Maintenir l’équilibre des risques
Il est donc possible de se protéger, même si l’on n’a pas de master en informatique par exemple. Ou pas? Les personnes prudentes s’agacent lorsque, par exemple, un iPhone indique qu’il n’est pas entièrement configuré parce que Face ID n’a pas été activé. D’où la question: en cas de piratage, les empreintes digitales ou un visage ne sont pas modifiables comme un mot de passe. Ce à quoi Florian Schütz répond: «C’est une question de confiance, c’est à chacun de peser le pour et le contre. Par exemple, j’ai activé la reconnaissance faciale, ce qui m’aide, et pour l’e-banking, j’ai un deuxième facteur d’authentification. Je me suis renseigné sur le fonctionnement de cette technologie. Tant qu’Apple tient ses promesses, le risque est gérable». Il explique de manière compréhensible le fonctionnement de la reconnaissance faciale avant d’en venir à la question centrale, à savoir l’importance du facteur confiance. «Faut-il faire confiance à Apple? Oui.» La question se pose également de savoir quel effort un pirate est prêt à fournir pour obtenir une empreinte digitale. Et s’il n’y aurait pas de moyen plus simple. «Il s’agit toujours de trouver un équilibre entre le confort et la sécurité», dit-il.

Mais il sait aussi qu’il est difficile pour les profanes en informatique d’avoir confiance lorsqu’ils lisent des articles sur les piratages informatiques ou même lorsqu’ils ont été eux-mêmes piratés. «Sur ce sujet, nous n’avons pas encore de discussion saine», estime Florian Schütz. Il critique d’une part le fait qu’un trop grand nombre d’experts en sécurité autoproclamés soient engagés sans expérience professionnelle, certains même en tant que Chief IT Security Officer ou directeur informatique.

Ce n'est pas parce qu'une personne tombe dans le piège d'un hameçonnage que tout est perdu ! Florian Schütz

Considérer les risques dans leur globalité
Florian Schütz relativise également une célèbre phrase concernant la cybersécurité: «On dit souvent : “L’homme est le plus grand point faible”. Ce n’est pas vrai! L’homme n’est qu’un facteur parmi d’autres. Prenons l'exemple d'un e-mail de phishing envoyé à 5 000 collaborateurs et collaboratrices. Et soyons généreux sur le temps de réaction de la sécurité informatique. Si, en l’espace d’une heure, 5 collaborateurs/collaboratrices accèdent via un e-mail à un site web qui n’a encore jamais été consulté par cette entreprise, une alarme devrait se déclencher dans le système informatique. On reconnaît ainsi qu’il s’agit d’un nouveau site de conférence ou que quelque chose ne va pas et qu’il faut renforcer les défenses. Ce n’est pas parce qu’une personne tombe dans le piège d’un hameçonnage que la houppe et le malt sont perdus!»
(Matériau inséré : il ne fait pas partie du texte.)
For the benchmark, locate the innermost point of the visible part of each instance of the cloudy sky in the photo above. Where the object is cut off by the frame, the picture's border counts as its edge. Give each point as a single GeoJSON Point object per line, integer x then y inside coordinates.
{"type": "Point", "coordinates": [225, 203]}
Quel est le point faible le plus important? «Nous n’avons pas encore appris à penser de manière globale, nous ne pensons qu’à des éléments isolés. Or, la sécurité n’est pas une question de technologies isolées, mais de contexte dans lequel on les utilise et pour quoi faire». Florian Schütz sait que tout le monde et tous les services n’en sont pas encore là. Malheureusement, comme il le dit. «Nous devons penser la sécurité comme une partie intégrante des services numériques. Et nous devons passer d’une sécurité réactive à une sécurité proactive».

Florian Schütz prend congé, une collaboratrice du NCSC nous accompagne à la sortie, la sécurité proactive, mise en œuvre de manière tout à fait classique.

En écoutant Florian Schütz, on pourrait se demander pourquoi tant d’attaques réussissent. Selon le célèbre chercheur en matière de risques Gerd Gigerenzer, chacun pourrait apprendre à gérer les risques de manière réaliste, y compris dans le monde numérique, et à s’immuniser contre les discours alarmistes, tout comme contre la minimisation des risques.